Boggabri Coal/Idemitsu own one of the coal mines the protectors are opposing. The letter (which for some reason may not display correctly if you just click on the link – download and open in Adobe Reader instead) also refers to a planned meeting between the council and Boggabri Coal for the following day, Jan 17.
The council letter raises questions about whether Forestry Corporation had been treated to a similar letter in advance of the forest closures, because on Jan 21, Narrabri Shire Council held an Extraordinary Meeting, in which councillors voted to do exactly what Boggagri Coal/Idemitsu had asked: to use whatever powers they had to remove the protectors.
They phrased it like this: “that Council instruct the General Manager to commence action under relevant Acts and Regulations, to issue fines and / or give notice to cease camping activities on road reserves without the appropriate approvals”.
The reason the wording is so vague is that Council didn’t even know yet what spurious reason they would be able to use for evicting the camp. It’s kind of farcical.
What may help explain Narrabri Shire Council’s alacrity in attempting to suppress protest at the behest of a Japanese-owned mining company is that in April 2012, Narrabri Shire Council and Boggabri Coal negotiated an agreement whereby the council would approve the mining project if a) the miners satisfied some basic regulatory requirements and b) Boggabri Coal gave the council a total of $8.7 million, plus 7.5c per tonne of coal extracted and 25,000 tonnes of gravel per year.* It sounds like bribery, but actually it’s quite legal. It turns out it’s called a “Voluntary Planning Approval”.
So Narrabri Shire Council stands to gain millions of dollars from Boggabri Coal, which would make the request from the mining company to get rid of the protestors understandably compelling. However, this is no small line we’re crossing here. If a mining company is allowed to co-opt local government, not to mention a State Government department (Forestry), into using the tactic of spuriosity (or whatever you want to call it), then effectively we’ve given unelected, unrepresentative mining companies access to all the powers that we give to local councils and to Forestry Corporation. How is that acceptable?
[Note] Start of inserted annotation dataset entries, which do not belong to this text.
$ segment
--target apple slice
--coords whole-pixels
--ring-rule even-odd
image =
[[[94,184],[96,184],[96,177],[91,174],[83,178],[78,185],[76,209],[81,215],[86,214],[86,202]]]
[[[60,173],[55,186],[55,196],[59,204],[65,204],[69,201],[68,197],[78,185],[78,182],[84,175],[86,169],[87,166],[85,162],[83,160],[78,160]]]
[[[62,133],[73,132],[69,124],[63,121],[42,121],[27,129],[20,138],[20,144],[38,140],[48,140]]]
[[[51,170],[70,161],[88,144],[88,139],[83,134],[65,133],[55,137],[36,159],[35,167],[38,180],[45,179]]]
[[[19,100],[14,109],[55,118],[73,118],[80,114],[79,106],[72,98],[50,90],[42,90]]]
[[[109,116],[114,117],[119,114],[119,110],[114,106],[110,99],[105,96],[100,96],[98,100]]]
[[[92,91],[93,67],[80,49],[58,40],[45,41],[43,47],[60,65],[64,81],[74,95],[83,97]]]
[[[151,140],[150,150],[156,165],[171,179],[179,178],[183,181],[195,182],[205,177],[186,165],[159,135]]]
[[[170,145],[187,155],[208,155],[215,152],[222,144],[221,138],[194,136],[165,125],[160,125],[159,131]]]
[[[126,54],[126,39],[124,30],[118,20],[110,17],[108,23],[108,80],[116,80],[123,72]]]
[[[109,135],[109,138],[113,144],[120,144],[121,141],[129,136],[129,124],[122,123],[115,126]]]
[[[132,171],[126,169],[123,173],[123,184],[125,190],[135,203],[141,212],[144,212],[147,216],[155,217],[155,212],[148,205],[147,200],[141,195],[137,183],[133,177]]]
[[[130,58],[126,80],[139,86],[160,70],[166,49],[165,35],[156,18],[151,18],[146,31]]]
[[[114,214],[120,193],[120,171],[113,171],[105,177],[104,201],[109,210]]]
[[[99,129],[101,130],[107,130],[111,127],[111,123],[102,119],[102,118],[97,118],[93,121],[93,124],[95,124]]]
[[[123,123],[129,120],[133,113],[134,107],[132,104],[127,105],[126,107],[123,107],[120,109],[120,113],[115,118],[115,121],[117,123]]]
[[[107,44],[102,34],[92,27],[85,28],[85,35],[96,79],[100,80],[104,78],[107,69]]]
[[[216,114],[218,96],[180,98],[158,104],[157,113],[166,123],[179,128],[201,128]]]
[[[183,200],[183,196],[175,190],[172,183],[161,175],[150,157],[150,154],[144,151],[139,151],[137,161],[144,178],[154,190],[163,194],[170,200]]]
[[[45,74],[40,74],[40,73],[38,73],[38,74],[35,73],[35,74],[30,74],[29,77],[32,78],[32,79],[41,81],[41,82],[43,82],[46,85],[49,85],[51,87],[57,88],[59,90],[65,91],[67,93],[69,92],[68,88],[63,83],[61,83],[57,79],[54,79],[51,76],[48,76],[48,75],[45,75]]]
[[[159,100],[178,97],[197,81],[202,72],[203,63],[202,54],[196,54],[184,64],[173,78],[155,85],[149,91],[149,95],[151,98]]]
Many people in camp started their active opposition to this issue with the usual officially-sanctioned channels of civic engagement: submissions, writing to politicians, letters to the editor, public displays of banners and placards, court cases and so on. Many have come out the other end of that process with the feeling that those activities are designed to keep them busy while the real work of extracting wealth from communities goes on behind closed doors. When, as now, clear evidence emerges that the mining companies about which we are writing our submissions and letters have such substantial unwarranted influence over the institutions to which we are writing, the last recourse responsible citizens have is direct action.
At this camp, there are farmers, organic and otherwise, housewives, journalists, retirees, translators, students, engineers, paramedics, health professionals, all learning the ropes of direct action. Not just how to lock on, but how to support those locked on, how to interact with police, media and mineworkers, and importantly, the social skills to work effectively in a non-hierarchical consensus-based culture. It’s a lot to think about in this heat, but an incredible thing to experience.
I’m even getting fond of the security-guard hoon-pasts.
Find out more about the blockade and Leard State Forest.
PS As a footnote to the ongoing saga of the eviction push, on Thursday Jan 23, three brave councillors, Bevan O’Regan and two others, introduced a rescission motion (to overturn the original decision to evict the camp), to be voted on Feb 4. On short notice, the rescission vote was brought forward to yesterday, and was defeated. We’ll see what happens next…
*Whitehaven, another big coal mining company in the area, agreed to give the council over $13.4 million, plus 7.5c per tonne of coal, in return for council development approval. See the conditions-of-approval documents for the Boggabri Coal Project (paragraph 23 and Appendix 3) and the Whitehaven Maules Creek Coal Project (paragraph 17 and Appendix 3).